In another context, I once described these considerations in the form of an analogy (Tucha 2017), namely whether we expect a child with a crippled leg who never learned walking to dance after a gifted surgeon performed a surgery, repairing the skeletal and muscular injury causing the disability. Most likely not! We would not even expect the child to walk since muscles have to be built up, a feeling of balance and motor programs have to be developed, movement control to be practiced and dancing steps to be learned. The same applies to patients with ADHD who benefit from pharmacological treatment. Therefore, non-pharmacological interventions (e.g., like coaching) should be seen as an essential part of pharmacological approaches to the treatment of ADHD, helping patients to translate their increased abilities into daily life. From recent meta-analyses, we already learned that some non-pharmacological approaches (e.g., function training or neurofeedback) are not as promising as once hoped (Cortese et al. 2015; 2016). These sobering findings should not demotivate research in this field. However, it is becoming clear that there is still a long way for us to go in order to find out which pharmacological and non-pharmacological treatments work and which combinations do the trick.
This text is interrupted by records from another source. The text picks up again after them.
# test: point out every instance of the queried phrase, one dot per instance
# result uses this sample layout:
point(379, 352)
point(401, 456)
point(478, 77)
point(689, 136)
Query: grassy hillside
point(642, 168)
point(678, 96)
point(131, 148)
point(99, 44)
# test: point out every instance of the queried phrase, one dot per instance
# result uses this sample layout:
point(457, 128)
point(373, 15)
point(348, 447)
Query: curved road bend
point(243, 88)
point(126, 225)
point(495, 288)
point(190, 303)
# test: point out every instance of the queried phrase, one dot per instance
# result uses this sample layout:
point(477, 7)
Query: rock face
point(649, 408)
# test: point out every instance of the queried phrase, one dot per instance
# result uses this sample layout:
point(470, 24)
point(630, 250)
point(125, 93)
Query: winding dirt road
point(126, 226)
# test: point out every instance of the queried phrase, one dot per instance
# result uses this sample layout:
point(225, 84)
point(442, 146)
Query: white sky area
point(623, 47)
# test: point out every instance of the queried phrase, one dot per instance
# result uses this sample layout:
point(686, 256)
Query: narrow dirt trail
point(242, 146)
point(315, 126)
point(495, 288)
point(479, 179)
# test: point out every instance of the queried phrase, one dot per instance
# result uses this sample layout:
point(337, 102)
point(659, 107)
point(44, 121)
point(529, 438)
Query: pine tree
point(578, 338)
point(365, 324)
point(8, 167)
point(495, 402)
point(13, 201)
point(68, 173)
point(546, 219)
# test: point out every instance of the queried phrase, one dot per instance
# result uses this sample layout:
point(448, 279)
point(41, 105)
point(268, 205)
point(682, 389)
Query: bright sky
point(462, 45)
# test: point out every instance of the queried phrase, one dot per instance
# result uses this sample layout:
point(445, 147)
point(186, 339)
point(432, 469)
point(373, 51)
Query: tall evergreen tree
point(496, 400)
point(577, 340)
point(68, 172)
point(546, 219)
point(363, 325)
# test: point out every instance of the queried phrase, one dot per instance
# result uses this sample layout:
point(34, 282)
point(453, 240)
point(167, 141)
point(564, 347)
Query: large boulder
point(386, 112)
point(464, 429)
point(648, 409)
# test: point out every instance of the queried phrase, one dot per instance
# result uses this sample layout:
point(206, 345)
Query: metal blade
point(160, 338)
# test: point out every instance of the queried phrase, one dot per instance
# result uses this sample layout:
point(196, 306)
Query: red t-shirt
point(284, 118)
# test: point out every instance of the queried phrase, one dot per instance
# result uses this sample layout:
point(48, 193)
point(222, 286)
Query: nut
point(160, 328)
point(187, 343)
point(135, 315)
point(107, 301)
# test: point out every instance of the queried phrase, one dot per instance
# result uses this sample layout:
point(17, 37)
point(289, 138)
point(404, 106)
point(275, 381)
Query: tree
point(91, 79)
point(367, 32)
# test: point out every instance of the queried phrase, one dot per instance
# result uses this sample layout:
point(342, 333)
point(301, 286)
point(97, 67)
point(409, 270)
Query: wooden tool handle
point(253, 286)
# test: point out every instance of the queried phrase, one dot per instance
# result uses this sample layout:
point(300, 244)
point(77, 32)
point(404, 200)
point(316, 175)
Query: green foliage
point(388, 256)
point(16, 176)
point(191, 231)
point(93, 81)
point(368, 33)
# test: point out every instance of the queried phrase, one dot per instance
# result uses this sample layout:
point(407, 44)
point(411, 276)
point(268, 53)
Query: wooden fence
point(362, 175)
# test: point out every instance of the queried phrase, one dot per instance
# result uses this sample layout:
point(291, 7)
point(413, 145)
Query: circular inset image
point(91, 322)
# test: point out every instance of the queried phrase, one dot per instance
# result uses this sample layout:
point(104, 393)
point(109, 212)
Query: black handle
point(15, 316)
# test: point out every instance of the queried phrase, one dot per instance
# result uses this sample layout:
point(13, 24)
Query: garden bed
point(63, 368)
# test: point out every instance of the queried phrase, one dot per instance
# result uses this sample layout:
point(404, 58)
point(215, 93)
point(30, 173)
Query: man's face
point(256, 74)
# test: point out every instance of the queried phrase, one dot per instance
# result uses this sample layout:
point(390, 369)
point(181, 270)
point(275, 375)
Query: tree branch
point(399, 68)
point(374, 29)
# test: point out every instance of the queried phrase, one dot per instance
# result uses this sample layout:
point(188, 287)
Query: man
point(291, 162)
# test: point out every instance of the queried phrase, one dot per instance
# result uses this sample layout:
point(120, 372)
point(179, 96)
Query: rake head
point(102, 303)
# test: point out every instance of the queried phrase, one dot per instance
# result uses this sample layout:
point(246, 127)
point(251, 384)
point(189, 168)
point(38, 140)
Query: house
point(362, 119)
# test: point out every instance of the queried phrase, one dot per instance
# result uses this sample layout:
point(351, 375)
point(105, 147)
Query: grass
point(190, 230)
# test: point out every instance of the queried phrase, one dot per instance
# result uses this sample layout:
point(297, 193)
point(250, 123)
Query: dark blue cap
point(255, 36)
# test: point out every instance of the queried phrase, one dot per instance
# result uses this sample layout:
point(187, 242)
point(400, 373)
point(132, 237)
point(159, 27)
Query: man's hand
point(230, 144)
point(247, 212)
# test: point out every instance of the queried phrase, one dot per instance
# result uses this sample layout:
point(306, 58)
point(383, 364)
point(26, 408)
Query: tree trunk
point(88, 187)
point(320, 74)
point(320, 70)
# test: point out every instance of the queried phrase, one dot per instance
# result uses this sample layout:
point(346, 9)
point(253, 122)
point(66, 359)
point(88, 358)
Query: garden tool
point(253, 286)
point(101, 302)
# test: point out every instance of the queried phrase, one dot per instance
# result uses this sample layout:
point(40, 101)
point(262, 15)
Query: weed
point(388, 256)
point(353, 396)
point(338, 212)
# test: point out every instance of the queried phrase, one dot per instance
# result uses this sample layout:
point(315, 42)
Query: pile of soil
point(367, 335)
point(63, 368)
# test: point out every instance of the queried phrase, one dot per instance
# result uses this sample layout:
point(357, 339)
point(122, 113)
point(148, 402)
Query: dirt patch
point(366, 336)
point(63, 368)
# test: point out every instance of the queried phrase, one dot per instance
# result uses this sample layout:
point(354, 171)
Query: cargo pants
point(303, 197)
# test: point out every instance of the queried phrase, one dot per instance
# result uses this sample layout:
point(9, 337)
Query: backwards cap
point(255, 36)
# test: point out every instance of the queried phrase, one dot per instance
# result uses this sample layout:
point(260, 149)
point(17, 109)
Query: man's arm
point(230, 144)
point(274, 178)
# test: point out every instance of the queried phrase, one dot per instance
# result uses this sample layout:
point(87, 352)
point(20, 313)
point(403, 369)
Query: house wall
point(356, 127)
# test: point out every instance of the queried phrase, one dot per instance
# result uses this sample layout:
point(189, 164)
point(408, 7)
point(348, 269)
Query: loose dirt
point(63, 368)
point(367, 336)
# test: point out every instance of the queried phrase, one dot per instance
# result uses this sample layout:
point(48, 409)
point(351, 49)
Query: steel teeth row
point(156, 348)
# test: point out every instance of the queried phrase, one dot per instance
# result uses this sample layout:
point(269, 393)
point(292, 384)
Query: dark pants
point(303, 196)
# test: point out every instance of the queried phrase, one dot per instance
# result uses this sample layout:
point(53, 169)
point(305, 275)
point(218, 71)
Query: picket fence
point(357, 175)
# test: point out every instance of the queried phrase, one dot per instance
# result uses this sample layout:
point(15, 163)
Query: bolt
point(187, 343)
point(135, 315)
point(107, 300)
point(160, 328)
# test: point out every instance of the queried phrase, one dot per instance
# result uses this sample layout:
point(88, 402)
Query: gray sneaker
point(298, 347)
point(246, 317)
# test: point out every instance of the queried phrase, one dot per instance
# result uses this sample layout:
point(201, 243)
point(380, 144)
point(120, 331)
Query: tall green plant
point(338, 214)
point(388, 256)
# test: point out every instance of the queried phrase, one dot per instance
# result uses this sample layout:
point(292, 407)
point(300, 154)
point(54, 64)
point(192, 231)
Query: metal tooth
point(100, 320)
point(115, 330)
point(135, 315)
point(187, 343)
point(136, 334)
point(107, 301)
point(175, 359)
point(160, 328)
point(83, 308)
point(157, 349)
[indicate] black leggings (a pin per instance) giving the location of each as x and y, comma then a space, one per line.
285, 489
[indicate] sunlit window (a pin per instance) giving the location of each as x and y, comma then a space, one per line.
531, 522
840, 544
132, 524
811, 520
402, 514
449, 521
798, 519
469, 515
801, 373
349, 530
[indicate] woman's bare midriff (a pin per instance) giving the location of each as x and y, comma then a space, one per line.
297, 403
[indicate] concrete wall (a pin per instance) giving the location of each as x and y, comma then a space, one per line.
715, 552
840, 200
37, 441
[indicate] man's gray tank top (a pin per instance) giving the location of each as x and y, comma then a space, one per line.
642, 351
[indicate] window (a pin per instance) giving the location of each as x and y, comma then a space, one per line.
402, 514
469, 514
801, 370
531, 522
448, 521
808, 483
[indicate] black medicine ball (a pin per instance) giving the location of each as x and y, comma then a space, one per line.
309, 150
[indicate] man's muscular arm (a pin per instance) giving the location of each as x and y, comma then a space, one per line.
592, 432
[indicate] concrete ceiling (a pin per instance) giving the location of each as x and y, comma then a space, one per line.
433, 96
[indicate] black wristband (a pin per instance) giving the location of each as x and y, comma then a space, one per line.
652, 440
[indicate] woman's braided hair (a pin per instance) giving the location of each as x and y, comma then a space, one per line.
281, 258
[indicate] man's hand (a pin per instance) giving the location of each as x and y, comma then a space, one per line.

This issue of attention-deficit/hyperactivity disorders makes another step forward in this journey. Its articles focus on aspects related to non-pharmacological interventions (Kysow et al. 2017; Philipsen et al. 2017) and pharmacological treatment (Tanaka et al. 2017). Moreover, the genetic association between ADHD and Parkinson’s disease (Geissler et al. 2017) as well as pre-service teachers’ perceptions of sluggish cognitive tempo (Meisinger and Lefler 2017) are elucidated.